И Агеда согласилась со мной, когда я добавил, что показывать их стоит не из тщеславия, не из кокетства, не в подражание буржуазным вкусам, нет, черт возьми, это вопрос самоуважения. А заодно я воспользовался случаем и попросил ее – ради бога! – не пользоваться этим ужасным одеколоном, которым она поливается невесть с каких времен и который с куда большей пользой послужит для мытья окон.
– Рядом с тобой дышать невозможно.
– Тебе все равно не удастся меня обидеть.
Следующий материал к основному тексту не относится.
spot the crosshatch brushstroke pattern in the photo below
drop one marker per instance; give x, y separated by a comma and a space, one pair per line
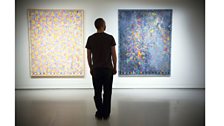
56, 43
145, 42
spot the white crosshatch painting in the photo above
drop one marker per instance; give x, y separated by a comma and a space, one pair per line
56, 43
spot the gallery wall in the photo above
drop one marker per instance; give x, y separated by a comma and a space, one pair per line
187, 46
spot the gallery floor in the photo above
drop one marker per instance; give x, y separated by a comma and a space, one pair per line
130, 107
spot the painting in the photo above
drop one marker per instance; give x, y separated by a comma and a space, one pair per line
144, 42
56, 43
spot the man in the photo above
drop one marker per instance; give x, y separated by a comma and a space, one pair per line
100, 50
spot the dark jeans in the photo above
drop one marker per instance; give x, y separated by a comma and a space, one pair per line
102, 79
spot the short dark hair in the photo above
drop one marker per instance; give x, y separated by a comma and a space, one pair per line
99, 22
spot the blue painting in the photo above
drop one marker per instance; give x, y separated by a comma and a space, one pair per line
145, 42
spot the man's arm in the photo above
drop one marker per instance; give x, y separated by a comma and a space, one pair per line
89, 58
114, 58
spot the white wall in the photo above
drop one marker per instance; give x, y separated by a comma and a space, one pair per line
187, 53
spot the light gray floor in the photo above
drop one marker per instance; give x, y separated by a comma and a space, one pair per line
130, 107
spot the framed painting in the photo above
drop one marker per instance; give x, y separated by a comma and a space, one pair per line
56, 43
144, 42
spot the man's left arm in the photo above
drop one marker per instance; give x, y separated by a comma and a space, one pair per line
89, 58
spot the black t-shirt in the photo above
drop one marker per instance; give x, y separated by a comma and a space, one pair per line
100, 45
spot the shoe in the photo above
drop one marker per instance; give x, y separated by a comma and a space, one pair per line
106, 117
98, 116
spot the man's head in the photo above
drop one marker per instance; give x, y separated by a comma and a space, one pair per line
100, 24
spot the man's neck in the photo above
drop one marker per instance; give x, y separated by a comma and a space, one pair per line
100, 31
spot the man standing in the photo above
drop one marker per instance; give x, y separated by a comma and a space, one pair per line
100, 50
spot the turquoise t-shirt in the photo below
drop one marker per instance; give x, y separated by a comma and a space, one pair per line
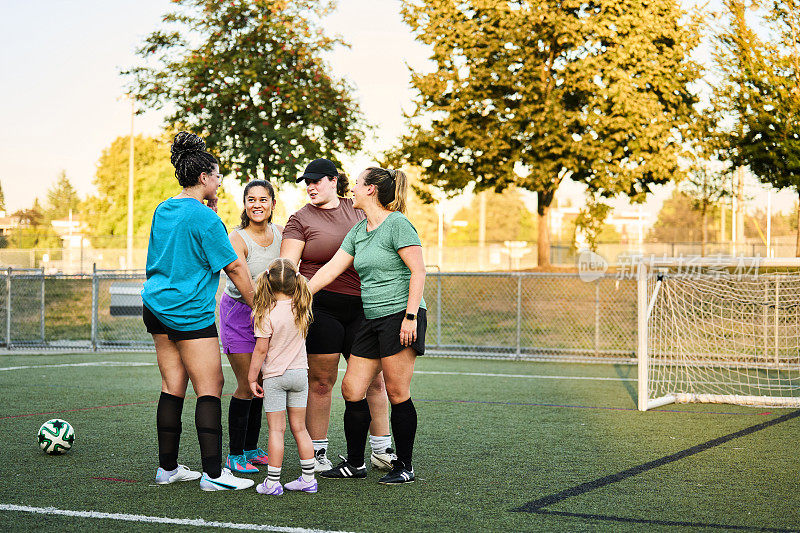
188, 247
384, 276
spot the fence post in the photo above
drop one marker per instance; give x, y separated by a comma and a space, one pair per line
94, 306
519, 315
597, 317
439, 309
41, 309
8, 308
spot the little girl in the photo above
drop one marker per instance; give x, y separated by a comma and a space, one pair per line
281, 315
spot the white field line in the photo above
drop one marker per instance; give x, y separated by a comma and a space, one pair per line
198, 522
92, 363
529, 376
433, 372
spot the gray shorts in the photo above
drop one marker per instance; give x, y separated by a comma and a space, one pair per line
290, 389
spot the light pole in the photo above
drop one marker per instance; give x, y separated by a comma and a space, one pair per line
129, 262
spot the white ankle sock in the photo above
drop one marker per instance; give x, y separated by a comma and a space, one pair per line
380, 443
308, 469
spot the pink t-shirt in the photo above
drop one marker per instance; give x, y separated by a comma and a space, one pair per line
287, 348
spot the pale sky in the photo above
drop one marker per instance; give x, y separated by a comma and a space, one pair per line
60, 100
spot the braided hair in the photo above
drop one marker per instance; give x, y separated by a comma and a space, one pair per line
190, 159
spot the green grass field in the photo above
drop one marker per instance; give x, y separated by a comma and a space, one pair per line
501, 446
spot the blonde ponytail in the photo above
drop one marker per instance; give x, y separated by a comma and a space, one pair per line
400, 191
392, 187
283, 277
301, 303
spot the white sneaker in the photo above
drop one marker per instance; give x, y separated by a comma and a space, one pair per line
181, 473
321, 461
226, 481
383, 461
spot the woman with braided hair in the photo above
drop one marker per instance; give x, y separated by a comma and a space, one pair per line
386, 252
188, 247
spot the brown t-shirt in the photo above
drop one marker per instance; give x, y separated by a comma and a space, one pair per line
323, 231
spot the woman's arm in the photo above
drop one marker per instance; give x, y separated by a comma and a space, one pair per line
238, 245
412, 257
240, 276
256, 362
331, 270
292, 249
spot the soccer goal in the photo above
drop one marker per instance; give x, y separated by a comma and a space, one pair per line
719, 330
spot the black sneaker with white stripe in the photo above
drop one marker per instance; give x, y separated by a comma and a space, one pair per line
399, 474
344, 470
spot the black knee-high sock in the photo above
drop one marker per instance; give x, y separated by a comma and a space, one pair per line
208, 420
168, 424
356, 427
238, 412
254, 423
404, 427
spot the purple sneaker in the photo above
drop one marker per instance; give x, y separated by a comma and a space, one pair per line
302, 485
275, 490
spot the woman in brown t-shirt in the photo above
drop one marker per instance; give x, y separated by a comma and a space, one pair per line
312, 236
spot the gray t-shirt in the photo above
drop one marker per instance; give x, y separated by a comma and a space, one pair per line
384, 276
258, 257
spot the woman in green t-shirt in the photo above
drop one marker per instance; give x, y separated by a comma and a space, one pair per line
386, 252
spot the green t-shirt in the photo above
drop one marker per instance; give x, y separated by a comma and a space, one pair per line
384, 276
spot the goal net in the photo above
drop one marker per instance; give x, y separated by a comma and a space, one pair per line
719, 331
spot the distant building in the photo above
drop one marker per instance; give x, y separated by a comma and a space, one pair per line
7, 223
632, 224
71, 232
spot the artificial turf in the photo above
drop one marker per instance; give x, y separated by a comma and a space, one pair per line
493, 437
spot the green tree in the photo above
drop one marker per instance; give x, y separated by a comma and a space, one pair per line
421, 208
34, 230
591, 221
507, 219
61, 199
106, 213
678, 220
705, 188
250, 77
758, 95
531, 92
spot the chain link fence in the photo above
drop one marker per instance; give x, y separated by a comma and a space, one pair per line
544, 316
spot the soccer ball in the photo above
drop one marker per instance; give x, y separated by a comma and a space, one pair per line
56, 436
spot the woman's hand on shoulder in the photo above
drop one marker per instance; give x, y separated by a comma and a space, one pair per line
408, 332
256, 389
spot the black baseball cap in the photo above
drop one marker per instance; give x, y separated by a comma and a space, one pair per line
318, 169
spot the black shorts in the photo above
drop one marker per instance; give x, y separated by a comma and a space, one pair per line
337, 319
380, 337
156, 327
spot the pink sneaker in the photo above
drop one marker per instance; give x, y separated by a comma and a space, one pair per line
256, 457
302, 485
274, 490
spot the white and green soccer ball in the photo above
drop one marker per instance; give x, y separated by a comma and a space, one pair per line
56, 436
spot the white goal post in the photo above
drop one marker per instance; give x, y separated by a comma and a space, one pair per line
718, 330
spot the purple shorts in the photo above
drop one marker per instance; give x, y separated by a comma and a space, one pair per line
236, 326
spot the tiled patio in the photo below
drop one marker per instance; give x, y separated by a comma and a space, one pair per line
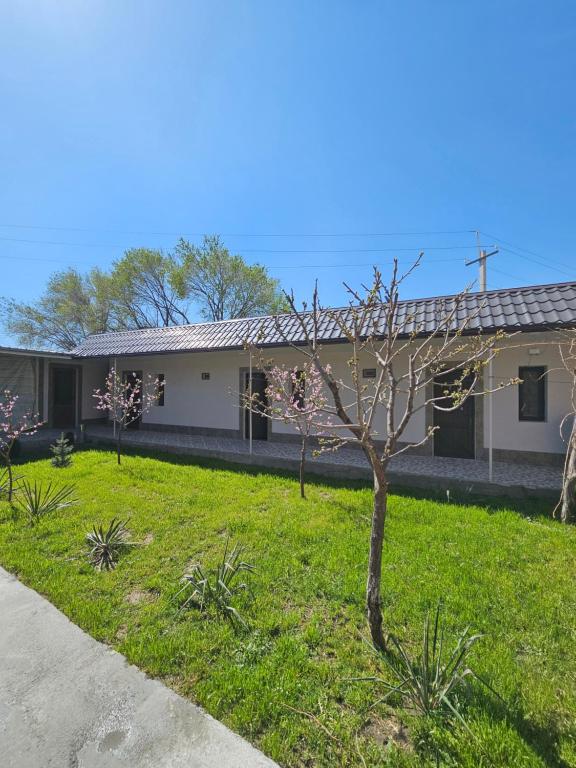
423, 471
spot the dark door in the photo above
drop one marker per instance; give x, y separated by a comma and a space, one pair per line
134, 381
63, 397
259, 420
455, 436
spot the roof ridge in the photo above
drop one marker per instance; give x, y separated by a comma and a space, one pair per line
165, 328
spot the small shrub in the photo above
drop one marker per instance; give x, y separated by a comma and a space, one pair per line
429, 684
216, 588
37, 500
61, 452
107, 545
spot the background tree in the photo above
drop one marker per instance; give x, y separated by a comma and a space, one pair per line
125, 400
406, 369
142, 293
223, 285
13, 426
145, 288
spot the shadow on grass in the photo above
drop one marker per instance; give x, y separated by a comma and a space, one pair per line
543, 739
529, 506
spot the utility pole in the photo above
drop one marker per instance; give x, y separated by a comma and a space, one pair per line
481, 261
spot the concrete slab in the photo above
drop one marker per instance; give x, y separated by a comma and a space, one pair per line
67, 701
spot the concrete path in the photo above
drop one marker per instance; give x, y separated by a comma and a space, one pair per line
67, 701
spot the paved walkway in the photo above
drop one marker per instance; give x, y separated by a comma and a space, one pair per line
67, 701
425, 471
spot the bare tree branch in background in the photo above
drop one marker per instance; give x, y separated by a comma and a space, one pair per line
224, 286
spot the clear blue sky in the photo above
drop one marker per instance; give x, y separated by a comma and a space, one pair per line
129, 123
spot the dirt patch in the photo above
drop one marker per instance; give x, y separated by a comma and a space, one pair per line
389, 730
137, 596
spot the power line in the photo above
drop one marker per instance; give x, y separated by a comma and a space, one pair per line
271, 267
399, 233
544, 260
539, 263
256, 250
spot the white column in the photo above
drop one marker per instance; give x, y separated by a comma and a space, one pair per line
490, 420
250, 396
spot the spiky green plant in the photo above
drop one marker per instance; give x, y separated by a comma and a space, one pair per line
3, 484
429, 684
36, 499
106, 545
61, 452
217, 587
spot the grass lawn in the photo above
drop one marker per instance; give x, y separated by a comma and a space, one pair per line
284, 685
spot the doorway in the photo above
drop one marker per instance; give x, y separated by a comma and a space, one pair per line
133, 380
455, 436
259, 420
63, 397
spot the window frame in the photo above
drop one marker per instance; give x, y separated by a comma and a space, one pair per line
160, 398
542, 393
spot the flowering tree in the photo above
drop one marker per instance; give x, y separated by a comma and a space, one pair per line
125, 399
297, 396
11, 428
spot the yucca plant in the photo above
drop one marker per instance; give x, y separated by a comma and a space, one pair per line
217, 587
37, 500
106, 545
3, 484
429, 684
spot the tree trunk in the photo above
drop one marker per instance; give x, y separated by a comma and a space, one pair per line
302, 463
568, 499
10, 478
373, 597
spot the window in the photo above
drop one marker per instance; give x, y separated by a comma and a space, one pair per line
160, 386
532, 393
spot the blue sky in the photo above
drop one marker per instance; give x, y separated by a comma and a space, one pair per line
303, 132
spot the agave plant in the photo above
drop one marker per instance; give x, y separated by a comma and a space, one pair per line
106, 545
37, 500
216, 588
429, 683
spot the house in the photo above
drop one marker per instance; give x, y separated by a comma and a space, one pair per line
205, 366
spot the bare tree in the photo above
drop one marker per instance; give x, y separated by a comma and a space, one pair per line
567, 503
409, 355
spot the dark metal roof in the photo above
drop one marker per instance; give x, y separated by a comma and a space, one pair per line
535, 307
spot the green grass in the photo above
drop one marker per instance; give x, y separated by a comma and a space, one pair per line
504, 573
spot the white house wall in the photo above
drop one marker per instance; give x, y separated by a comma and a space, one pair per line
93, 377
511, 434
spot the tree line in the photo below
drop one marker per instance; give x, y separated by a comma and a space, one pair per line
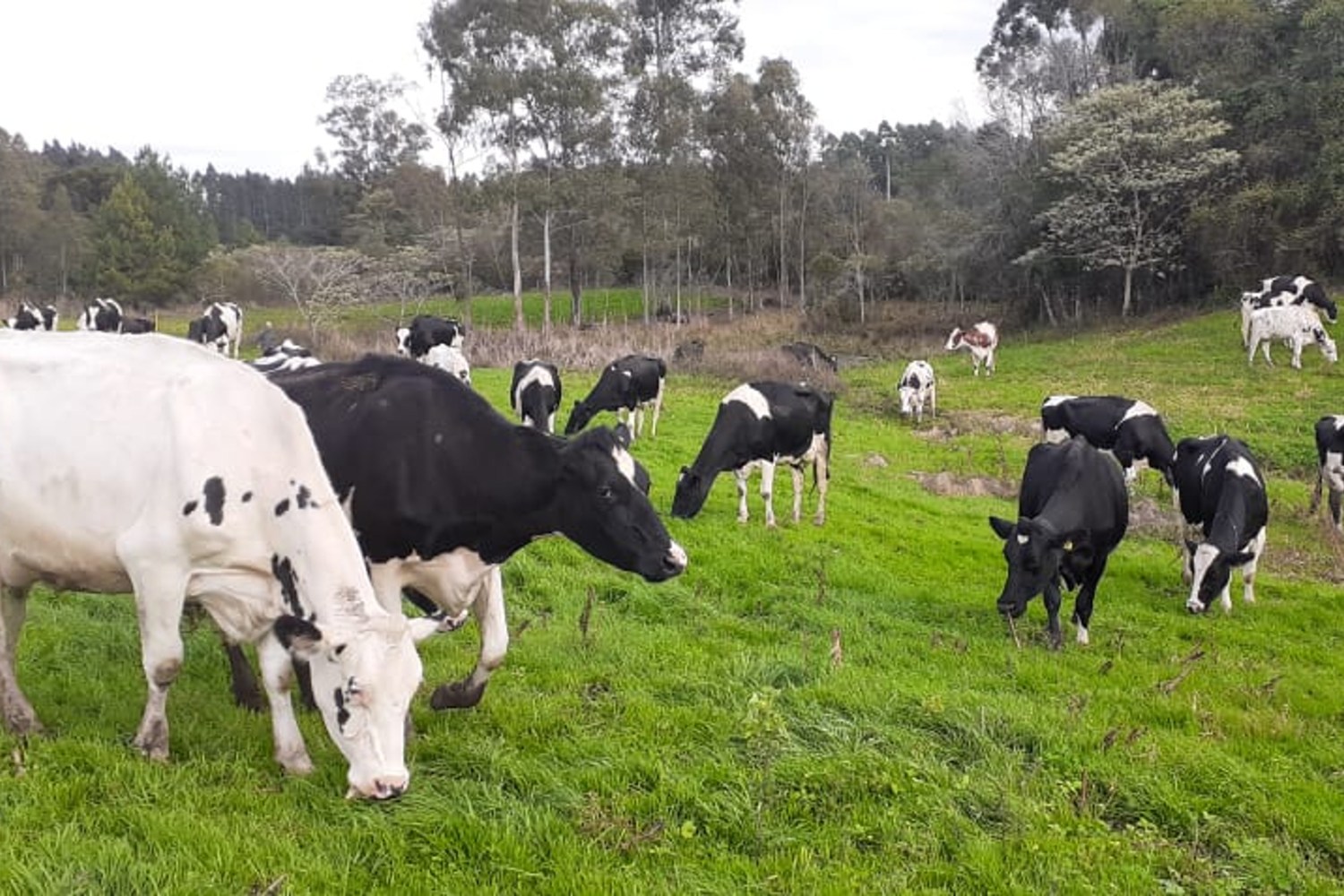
1139, 153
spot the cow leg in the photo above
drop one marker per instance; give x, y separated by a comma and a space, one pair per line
488, 608
277, 675
19, 716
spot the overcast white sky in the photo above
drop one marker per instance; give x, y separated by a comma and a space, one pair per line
241, 85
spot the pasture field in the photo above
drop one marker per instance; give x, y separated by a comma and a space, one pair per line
806, 710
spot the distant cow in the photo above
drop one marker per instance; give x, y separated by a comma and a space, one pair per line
1296, 325
207, 487
1222, 490
220, 328
811, 357
1072, 512
1129, 429
1330, 473
626, 386
535, 394
761, 425
32, 317
983, 341
102, 316
917, 387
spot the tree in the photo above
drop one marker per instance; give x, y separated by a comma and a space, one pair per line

Она собиралась купить пару туфель, ну, может, две пары, но под моим влиянием унесла из магазина аж целых три – все открытые, летние, не дорогие и не дешевые. В знак благодарности за помощь Агеда хотела пригласить меня на обед в любой ресторан по моему выбору. Я отказался, сославшись на встречу, которую нельзя отложить. Агеда не настаивала.
30.
Я не могу согласиться с некоторыми доводами Нуланда против самоубийства, которые он время от времени выдвигает. Я даже почувствовал себя задетым, читая редкие страницы книги, посвященные этому известному с древних времен способу ухода из жизни. Сетовать, что те, кто убивают себя, лишают общество своего участия в его делах, – полная глупость. Как и упрекать самоубийц в том, что из-за них «понемногу истончается социальная ткань нашей цивилизации». Это просто нравственный нафталин.
Как он пишет, ему куда больше жалко тех, кто ушел из жизни не по своей воле, словно такое сочувствие – что-то вроде премии. Ладно, его право чем-то возмущаться и что-то одобрять. Хотя особую досаду у меня вызвали следующие слова: «Самоубийство почти всегда является ошибкой». Ошибкой – с чьей точки зрения? По отношению к чему? А тот простой факт, что ты продолжаешь жить, – это правильно? Это означает служение общему делу? И мне захотелось отбросить книгу, которую я еще совсем недавно читал с таким удовольствием.